Oil major BP's failure to maintain pipelines properly at its giant Prudhoe Bay field was a major factor behind Alaska's worst-ever onshore crude spill last year, a senior federal official said.
A year into an investigation of the spill, the U.S. Department of Transport continues to focus on BP's upkeep of facilities at the nation's biggest field as it awaits the final results of laboratory analysis on the corroded pipeline.
"The fundamental issue with these lines was that they were not properly maintained," Thomas Barrett, head of the DOT's pipeline safety office, told Reuters in an interview late on Friday.
"BP didn't understand the condition of the lines and they deteriorated from corrosion and then had failures."
Last March, workers discovered a corroded oil transit pipeline at the Prudhoe Bay field had leaked undetected for several days, spilling at least 200,000 gallons of crude onto the northern state's tundra.
The spill added to BP's troubles in the United States where a string of accidents and accusations of market manipulation damaged its carefully constructed image as a progressive energy company.
The discovery of further corrosion in another Prudhoe Bay transit pipeline in August sparked multiple investigations and led federal and state politicians to accuse BP of negligence.
"What was most unusual was to have an operator like BP not maintaining (these pipelines) to the standards we typically see in the industry," said Barrett.
Various state and federal civil and criminal investigations have so far not led to any fines or charges against BP. State and federal authorities may decide to file charges after the laboratory analysis of the corroded pipeline is completed in the spring.
Barrett contends that BP's failure to use internal cleaning and inspection tools inside the lines, a standard industry practice, allowed corrosion to build up undetected.
BP said late on Monday that its corrosion and leak detection program met or exceeded what was required under Alaskan law and that its own inspections indicated the integrity of the lines was satisfactory.
While DOT investigators await the final results of lab tests on the pipeline, early indications are that water accumulated in pipeline, causing the corrosion, Barrett said.
Accumulated sediment as well as microbial corrosion also appear to be factors.

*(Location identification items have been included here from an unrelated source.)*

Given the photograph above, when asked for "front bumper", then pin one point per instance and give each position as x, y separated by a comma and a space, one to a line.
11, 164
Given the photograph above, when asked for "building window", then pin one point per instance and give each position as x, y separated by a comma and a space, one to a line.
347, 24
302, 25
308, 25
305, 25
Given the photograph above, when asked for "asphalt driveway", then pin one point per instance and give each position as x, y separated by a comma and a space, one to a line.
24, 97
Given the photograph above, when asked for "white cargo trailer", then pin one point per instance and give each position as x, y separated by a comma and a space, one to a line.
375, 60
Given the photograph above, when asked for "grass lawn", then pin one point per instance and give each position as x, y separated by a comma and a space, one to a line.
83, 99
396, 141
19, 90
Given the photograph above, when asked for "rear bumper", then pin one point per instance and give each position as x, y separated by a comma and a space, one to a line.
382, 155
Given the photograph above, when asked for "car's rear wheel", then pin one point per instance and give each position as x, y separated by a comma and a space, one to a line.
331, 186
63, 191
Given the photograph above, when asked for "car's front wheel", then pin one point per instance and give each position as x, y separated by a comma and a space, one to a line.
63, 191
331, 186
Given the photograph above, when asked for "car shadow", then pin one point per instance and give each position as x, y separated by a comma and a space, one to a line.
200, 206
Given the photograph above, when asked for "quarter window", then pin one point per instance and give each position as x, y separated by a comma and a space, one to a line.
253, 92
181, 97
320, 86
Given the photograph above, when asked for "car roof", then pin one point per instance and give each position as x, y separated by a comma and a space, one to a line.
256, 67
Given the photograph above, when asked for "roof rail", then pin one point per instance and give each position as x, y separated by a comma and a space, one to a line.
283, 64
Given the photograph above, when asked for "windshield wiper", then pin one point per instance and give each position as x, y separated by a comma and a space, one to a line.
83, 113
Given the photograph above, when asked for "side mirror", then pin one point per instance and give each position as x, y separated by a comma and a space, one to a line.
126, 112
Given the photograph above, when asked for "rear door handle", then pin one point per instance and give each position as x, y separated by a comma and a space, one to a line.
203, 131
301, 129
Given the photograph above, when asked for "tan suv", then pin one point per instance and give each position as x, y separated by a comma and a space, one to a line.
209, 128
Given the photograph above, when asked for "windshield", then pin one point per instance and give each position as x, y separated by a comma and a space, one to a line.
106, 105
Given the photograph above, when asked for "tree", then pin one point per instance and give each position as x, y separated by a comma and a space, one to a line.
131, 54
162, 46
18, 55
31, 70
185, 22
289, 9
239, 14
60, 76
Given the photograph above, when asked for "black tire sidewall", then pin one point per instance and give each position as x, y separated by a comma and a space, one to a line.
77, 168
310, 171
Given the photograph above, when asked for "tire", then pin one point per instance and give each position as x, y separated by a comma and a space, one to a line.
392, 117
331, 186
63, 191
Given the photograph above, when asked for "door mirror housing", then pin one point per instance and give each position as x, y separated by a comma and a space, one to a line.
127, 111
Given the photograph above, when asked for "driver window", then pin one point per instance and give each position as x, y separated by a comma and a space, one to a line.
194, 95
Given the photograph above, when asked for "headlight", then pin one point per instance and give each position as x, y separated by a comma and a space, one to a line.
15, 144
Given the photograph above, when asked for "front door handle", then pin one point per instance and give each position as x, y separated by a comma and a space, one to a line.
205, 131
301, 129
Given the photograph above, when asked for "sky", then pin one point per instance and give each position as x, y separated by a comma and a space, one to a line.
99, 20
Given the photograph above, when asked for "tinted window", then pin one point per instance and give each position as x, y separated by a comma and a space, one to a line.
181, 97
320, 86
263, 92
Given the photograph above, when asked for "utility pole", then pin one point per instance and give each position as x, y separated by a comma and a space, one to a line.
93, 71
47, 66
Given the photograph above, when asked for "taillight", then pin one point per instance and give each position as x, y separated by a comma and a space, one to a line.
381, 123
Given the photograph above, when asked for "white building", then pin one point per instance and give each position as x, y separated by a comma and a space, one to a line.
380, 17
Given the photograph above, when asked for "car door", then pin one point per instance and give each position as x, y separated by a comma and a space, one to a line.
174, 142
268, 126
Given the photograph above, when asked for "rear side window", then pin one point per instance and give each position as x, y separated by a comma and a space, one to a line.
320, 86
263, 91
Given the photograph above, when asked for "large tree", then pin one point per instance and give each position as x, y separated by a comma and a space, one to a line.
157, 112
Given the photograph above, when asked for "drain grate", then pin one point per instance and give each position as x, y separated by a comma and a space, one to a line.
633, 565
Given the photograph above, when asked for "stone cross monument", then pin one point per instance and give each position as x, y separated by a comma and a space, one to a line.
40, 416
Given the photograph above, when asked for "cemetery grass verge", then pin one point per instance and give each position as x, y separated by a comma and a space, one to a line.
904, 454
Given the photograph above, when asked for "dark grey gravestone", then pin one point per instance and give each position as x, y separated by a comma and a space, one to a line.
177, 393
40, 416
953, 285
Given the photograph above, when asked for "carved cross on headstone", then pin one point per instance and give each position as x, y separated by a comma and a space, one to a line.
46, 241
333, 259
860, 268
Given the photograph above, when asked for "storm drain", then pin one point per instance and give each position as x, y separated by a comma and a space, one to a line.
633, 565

"The fact that the lines were not being regularly cleaned allowed the moisture to get in there and work against the metal," said Barrett.

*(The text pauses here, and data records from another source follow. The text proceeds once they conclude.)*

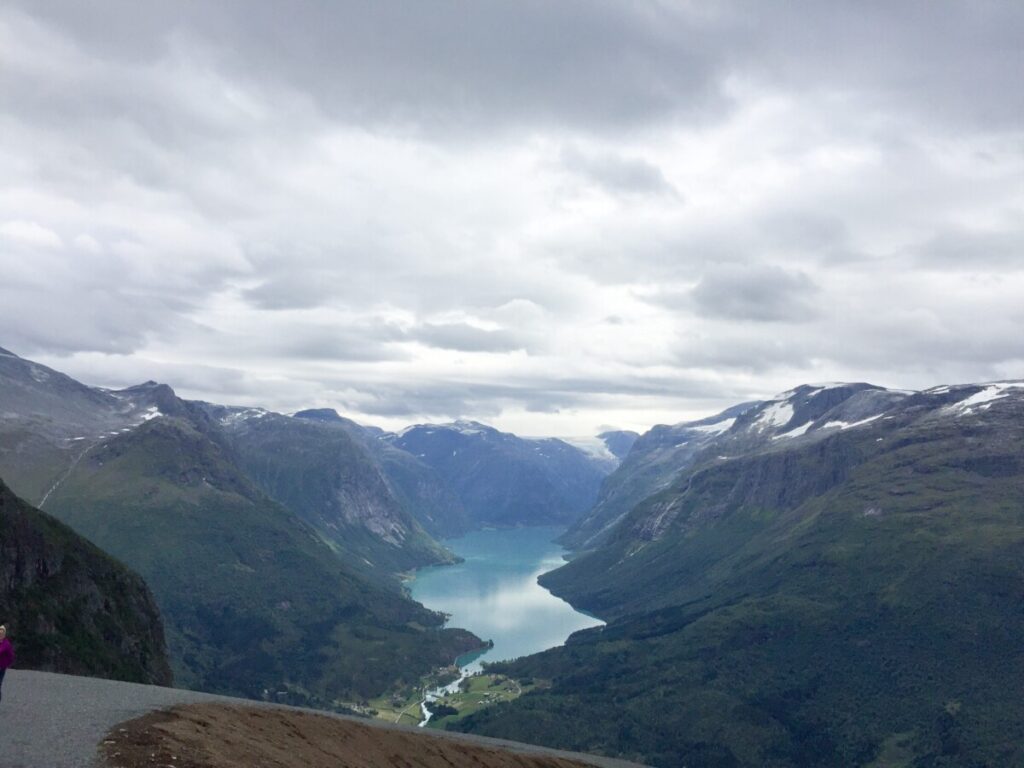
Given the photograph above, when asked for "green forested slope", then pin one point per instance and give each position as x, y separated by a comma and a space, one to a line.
832, 601
70, 607
252, 597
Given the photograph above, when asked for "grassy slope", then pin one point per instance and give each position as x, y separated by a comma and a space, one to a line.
327, 478
252, 597
810, 617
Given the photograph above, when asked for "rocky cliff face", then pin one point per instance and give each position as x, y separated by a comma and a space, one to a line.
72, 608
834, 579
506, 480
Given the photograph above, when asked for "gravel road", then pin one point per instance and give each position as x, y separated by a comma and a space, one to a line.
56, 721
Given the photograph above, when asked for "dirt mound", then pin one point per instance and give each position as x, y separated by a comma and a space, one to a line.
225, 736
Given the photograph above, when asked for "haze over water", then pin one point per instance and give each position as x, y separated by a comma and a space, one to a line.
495, 593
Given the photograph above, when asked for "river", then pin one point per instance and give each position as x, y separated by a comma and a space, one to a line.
494, 593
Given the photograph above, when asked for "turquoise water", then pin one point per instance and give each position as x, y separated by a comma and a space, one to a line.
495, 593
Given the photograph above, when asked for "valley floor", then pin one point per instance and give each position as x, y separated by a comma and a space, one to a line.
60, 721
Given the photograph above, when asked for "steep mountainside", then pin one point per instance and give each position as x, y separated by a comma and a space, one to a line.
506, 480
414, 483
252, 597
818, 588
330, 479
72, 608
650, 463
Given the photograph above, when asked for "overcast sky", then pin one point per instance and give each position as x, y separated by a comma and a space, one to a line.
549, 216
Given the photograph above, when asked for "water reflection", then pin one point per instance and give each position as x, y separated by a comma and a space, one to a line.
495, 593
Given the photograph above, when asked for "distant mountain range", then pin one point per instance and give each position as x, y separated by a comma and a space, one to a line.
505, 480
833, 577
272, 543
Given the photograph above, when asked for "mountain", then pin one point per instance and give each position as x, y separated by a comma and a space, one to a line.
416, 485
649, 463
72, 608
835, 579
607, 449
502, 479
324, 471
252, 596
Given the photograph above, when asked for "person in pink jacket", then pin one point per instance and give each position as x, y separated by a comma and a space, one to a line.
6, 653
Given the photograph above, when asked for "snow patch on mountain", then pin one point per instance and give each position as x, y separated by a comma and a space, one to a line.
776, 415
850, 425
717, 428
982, 399
796, 432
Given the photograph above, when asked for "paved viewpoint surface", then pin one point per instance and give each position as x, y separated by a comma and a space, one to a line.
56, 721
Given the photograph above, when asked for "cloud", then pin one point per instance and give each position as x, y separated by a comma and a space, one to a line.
748, 292
617, 174
542, 213
466, 338
30, 233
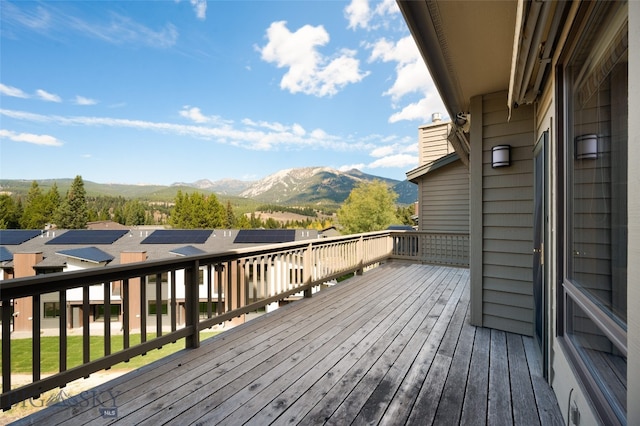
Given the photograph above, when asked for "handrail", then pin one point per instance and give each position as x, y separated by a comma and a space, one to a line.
208, 289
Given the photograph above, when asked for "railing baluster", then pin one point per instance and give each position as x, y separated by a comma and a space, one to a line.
6, 350
174, 302
209, 291
220, 305
192, 305
107, 318
126, 319
86, 335
143, 310
62, 343
35, 338
159, 305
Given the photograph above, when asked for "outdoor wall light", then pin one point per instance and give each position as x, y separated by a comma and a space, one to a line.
587, 147
500, 156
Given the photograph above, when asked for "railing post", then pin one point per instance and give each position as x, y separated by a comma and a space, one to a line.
360, 255
192, 305
307, 269
6, 350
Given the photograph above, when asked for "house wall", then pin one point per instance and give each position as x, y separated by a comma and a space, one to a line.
444, 199
633, 330
432, 141
502, 216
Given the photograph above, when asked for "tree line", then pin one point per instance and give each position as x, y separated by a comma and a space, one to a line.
370, 207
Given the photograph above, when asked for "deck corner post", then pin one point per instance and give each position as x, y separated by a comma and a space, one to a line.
360, 255
192, 305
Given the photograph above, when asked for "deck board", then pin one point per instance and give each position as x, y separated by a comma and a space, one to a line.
393, 346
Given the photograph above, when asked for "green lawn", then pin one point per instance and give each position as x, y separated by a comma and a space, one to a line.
21, 352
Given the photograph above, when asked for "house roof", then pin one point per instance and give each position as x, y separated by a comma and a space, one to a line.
418, 172
477, 47
187, 251
88, 236
463, 44
12, 237
89, 254
253, 236
5, 254
132, 240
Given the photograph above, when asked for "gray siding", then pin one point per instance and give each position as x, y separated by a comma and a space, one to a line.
444, 199
507, 217
433, 143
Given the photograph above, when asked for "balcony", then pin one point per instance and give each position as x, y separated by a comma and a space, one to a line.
391, 345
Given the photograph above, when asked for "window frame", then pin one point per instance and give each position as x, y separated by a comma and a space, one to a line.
567, 291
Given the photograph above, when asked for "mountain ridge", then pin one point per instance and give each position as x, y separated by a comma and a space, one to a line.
294, 186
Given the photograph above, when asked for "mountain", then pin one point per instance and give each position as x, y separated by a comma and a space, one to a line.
299, 186
319, 185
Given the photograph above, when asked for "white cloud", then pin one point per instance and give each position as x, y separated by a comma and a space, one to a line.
382, 151
200, 7
81, 100
55, 22
30, 138
195, 114
412, 78
420, 110
14, 92
251, 135
346, 168
360, 15
46, 96
397, 160
309, 72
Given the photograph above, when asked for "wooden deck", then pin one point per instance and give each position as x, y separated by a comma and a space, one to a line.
393, 346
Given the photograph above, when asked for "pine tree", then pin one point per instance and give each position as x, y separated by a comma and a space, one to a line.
369, 207
10, 212
34, 214
73, 212
230, 217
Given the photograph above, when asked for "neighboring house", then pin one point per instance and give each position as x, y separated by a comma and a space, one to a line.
540, 94
443, 181
33, 252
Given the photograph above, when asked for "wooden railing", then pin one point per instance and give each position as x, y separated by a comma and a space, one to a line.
445, 248
200, 291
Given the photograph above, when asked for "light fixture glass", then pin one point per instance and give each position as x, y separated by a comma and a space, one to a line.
500, 156
587, 147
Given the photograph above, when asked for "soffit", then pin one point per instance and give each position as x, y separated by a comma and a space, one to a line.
467, 46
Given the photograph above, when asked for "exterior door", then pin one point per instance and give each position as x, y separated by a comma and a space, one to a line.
540, 220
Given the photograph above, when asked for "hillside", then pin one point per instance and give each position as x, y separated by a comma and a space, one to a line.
317, 186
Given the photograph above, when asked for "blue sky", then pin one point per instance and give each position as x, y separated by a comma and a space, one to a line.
171, 91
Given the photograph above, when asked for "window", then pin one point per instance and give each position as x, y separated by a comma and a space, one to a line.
204, 311
99, 312
164, 309
51, 309
594, 291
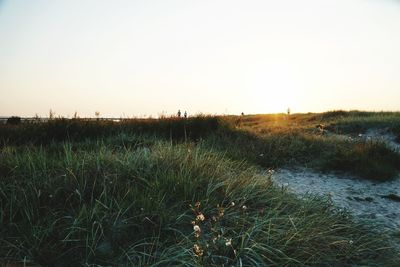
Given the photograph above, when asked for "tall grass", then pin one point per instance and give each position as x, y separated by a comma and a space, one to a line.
158, 204
269, 141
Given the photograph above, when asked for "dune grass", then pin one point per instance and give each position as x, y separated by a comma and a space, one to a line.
133, 200
269, 141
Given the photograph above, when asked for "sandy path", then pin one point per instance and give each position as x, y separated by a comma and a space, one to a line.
365, 199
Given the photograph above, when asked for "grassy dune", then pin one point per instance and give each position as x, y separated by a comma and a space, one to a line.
179, 192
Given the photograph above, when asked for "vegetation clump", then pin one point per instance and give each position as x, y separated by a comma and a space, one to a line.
159, 204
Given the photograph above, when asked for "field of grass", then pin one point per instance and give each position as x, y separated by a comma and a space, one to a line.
183, 192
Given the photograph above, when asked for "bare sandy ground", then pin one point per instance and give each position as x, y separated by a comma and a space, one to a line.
375, 203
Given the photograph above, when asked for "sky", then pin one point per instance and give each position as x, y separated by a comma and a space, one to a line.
150, 58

BP noted an appreciable buildup of sediment in an eastern segment of the line as early as 2002, but Alaska regulators accepted the company's argument that cleaning it was "impractical."
The segment was found to be seriously corroded and leaking small amounts of oil in August of last year following a government-ordered inspection, which forced the partial shutdown of Prudhoe Bay for two months.
Following the discovery of the corrosion problems on the eastern transit pipelines, BP promised to replace the entire system amid an uproar from environmentalists and politicians.
The company began work on the replacement project with the onset of winter in Alaska and expects to have rebuilt the entire Prudhoe Bay oil transit system by the end of 2008.
Barrett said he was satisfied with the project even though it was taking longer than had originally thought, since the redesign was going to make inspecting and maintaining the pipeline much easier.